What I had/could find made it hard to have any idea how much food I’d need to store. Do I have room? Do I really want to do this? (Probably not.) But it was an impossible question to answer before I found this chart.

I believe in the pantry principal, as a money saver, and have for years. (See Barbara Salsbury’s Cut Your Grocery Bills in Half.) But again, how much is sane? What is ridiculous? Where will it just be too much and wasted?

I’ve been working on it. The CSA runs 6 months a year. The plan has always been to not only use the fresh stuff while it runs, but set aside enough to use the rest of the year. Otherwise, it isn’t worth it as it increases our food budget 25% for the year. But if we can buy less during the other 6 months, then it means that I suddenly can afford to feed us organic, fresh or home-preserved food.

I haven’t managed this yet.
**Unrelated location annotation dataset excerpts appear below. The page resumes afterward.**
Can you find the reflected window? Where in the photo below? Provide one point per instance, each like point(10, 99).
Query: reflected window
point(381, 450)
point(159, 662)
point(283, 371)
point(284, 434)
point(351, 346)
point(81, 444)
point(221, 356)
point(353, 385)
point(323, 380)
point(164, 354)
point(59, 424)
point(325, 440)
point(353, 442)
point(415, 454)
Two reasons: year one I had no idea how much food I was going to get. Last year (year two) our fridge broke then worked then broke — and we tossed a huge amount of produce accordingly.

But now I know what I SHOULD have!

On the “I’m trying to empty the pantry and freezer by June 30” quest. . . I had one large loin pork chop in the freezer. We had it baked over sweet potatoes, onion, a small amount of raisins, and water. I made gravy from the drippings. Turned out exactly the way I planned, yummy. Today we ate the other 1/2 of this, I diluted the gravy for stock, added some more Better Than Bullion (chicken), chopped the meat added some thyme and made cornbread of a sort. Great lunch. One $3 piece of meat, 4 meals. (It was on sale.)
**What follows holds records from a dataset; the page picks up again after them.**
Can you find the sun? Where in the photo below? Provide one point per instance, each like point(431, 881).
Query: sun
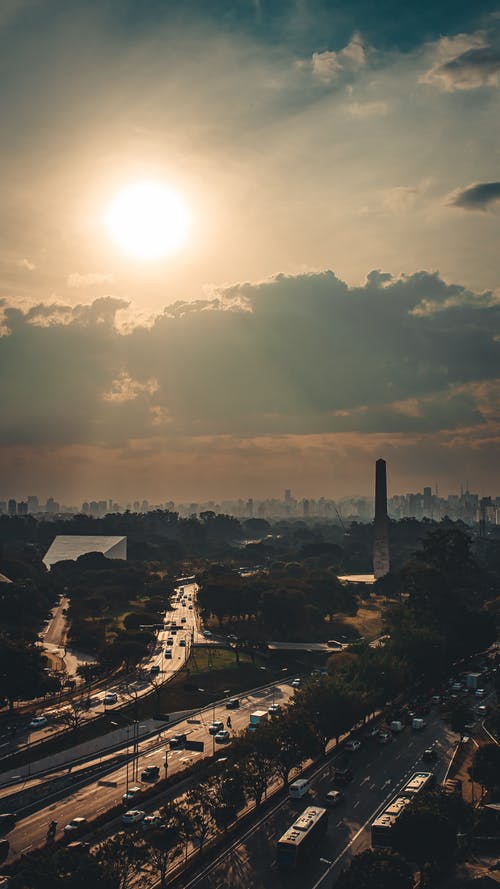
point(147, 220)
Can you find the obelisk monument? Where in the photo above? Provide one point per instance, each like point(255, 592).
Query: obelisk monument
point(381, 562)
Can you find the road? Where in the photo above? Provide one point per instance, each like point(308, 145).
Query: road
point(126, 689)
point(96, 797)
point(379, 771)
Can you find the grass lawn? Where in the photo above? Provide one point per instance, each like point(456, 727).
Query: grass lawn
point(369, 619)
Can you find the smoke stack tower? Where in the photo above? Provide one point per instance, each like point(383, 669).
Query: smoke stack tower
point(381, 563)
Not only did I use the pork chop from the freezer, but sweet potatoes and onion from the pantry as well as raisins, BTB, thyme and the fixin’s for cornbread. No recipe for the entrees, no preplanning, just the seat of my pants. I did use a recipe for the bread.

Tonight we should do meatless, but I have a partially picked chicken in the fridge to deal with . . . we’ll see!

One of my other discoveries from the WWII booklet is that I probably should feed us more elaborate meals, I usually do 2  items a veg and entree, sometimes salad. When you’re trying to stretch things the plate gets a bit empty sometimes, more items would help that and also with the empty the stores project too.